Opinion
May 5, 1977
Appeal from a judgment of the Supreme Court at Special Term, entered November 21, 1976 in Albany County, which granted summary relief in favor of petitioner. The nature and factual background of this proceeding is set forth in our decision of a prior appeal in which summary judgment against two corporations and an individual respondent was reversed with leave granted to answer the petition (Matter of Lefkowitz v Therapeutic Hypnosis, 52 A.D.2d 1017). Such answers were timely served, but Special Term has once again resolved the matter in a summary fashion in petitioner's favor. This time, however, only the individual respondent, James D. McMillen, has appealed from its judgment. We have examined the contentions urged by him and conclude that they lack merit. CPLR 409 (subd [b]) requires the court to make a summary determination of a special proceeding to the extent that the pleadings and papers raise no triable issues of fact and the same test and standards used when disposing of a motion for summary judgment in an action apply in resolving that question (Matter of Javarone [De Rizzo], 49 A.D.2d 788). Here, the petition and related documentation contained sufficient allegations of fact to merit the relief sought and triable issues were not raised by the general denials of McMillen's answer (see Iandoli v Lange, 35 A.D.2d 793).

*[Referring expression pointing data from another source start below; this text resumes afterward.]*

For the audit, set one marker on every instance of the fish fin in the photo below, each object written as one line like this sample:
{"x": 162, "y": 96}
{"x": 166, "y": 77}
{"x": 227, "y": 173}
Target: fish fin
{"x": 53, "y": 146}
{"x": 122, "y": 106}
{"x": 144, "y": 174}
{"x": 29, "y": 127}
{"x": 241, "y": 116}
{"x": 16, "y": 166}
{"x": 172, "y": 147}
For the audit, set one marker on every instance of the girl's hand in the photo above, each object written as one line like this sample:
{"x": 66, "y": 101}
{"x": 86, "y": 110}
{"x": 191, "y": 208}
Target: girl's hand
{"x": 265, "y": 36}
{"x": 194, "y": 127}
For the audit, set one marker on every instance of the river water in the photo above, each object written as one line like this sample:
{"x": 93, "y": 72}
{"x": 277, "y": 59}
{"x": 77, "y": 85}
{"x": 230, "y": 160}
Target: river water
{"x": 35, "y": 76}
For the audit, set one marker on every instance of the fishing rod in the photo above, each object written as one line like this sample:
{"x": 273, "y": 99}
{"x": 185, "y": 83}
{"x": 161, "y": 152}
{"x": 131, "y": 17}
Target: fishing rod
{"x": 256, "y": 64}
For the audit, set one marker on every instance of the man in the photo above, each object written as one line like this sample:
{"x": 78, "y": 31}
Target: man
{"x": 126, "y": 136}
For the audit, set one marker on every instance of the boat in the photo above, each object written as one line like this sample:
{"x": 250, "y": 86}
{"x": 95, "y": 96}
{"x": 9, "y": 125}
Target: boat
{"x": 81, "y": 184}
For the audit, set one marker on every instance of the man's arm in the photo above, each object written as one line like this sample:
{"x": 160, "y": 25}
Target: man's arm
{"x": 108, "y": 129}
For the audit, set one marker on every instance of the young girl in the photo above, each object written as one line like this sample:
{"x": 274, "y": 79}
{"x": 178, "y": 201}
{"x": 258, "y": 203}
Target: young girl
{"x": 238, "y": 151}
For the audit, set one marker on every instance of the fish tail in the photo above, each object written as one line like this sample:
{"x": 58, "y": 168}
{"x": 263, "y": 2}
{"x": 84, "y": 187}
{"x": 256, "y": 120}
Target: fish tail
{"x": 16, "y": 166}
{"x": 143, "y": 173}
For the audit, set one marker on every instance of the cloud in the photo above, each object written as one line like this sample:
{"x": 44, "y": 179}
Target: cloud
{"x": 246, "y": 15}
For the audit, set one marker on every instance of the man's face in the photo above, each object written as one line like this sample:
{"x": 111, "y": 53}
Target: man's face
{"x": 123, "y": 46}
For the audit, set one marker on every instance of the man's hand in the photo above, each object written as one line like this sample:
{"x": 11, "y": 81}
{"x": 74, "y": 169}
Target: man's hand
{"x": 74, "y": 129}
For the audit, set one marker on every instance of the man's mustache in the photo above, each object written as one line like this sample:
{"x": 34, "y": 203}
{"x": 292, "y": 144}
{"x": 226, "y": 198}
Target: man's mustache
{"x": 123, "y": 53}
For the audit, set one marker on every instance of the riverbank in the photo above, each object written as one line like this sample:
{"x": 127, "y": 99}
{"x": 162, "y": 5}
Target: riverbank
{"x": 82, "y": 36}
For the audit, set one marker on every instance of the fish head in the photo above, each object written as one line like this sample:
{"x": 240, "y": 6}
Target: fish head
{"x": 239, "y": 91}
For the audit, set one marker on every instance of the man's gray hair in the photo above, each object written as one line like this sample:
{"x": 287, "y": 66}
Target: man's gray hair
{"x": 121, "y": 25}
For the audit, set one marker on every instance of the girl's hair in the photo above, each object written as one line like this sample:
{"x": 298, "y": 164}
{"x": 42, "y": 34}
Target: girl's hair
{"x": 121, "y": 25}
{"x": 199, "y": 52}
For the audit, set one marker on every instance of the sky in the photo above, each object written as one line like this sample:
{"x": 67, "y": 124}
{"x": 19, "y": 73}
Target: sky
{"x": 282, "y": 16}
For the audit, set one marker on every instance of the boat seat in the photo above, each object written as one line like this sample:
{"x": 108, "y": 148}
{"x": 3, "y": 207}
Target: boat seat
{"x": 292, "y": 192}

We find nothing in the statute mandating that a supporting affidavit be annexed to the answer (CPLR 403, subd [b]) and, since his was apparently served at least one day before the return date, Special Term incorrectly rejected it as being untimely. Nevertheless, the error in this regard may safely be ignored for it further appears that Special Term did consider the matters stated in that affidavit in arriving at its decision and, in any event, we have fully entertained them without discovering any reason to disturb its ultimate determination. The burden was on McMillen to reveal his proofs and show that his defenses were real and capable of being established. The conclusory assertions recited in that affidavit, even if believable, were simply not enough to meet that burden (Ehrlich v American Moninger Greenhouse Mfg. Corp., 26 N.Y.2d 255; Holdridge v Town of Burlington, 32 A.D.2d 581). Judgment affirmed, without costs. Koreman, P.J., Greenblott, Kane, Main and Herlihy, JJ., concur.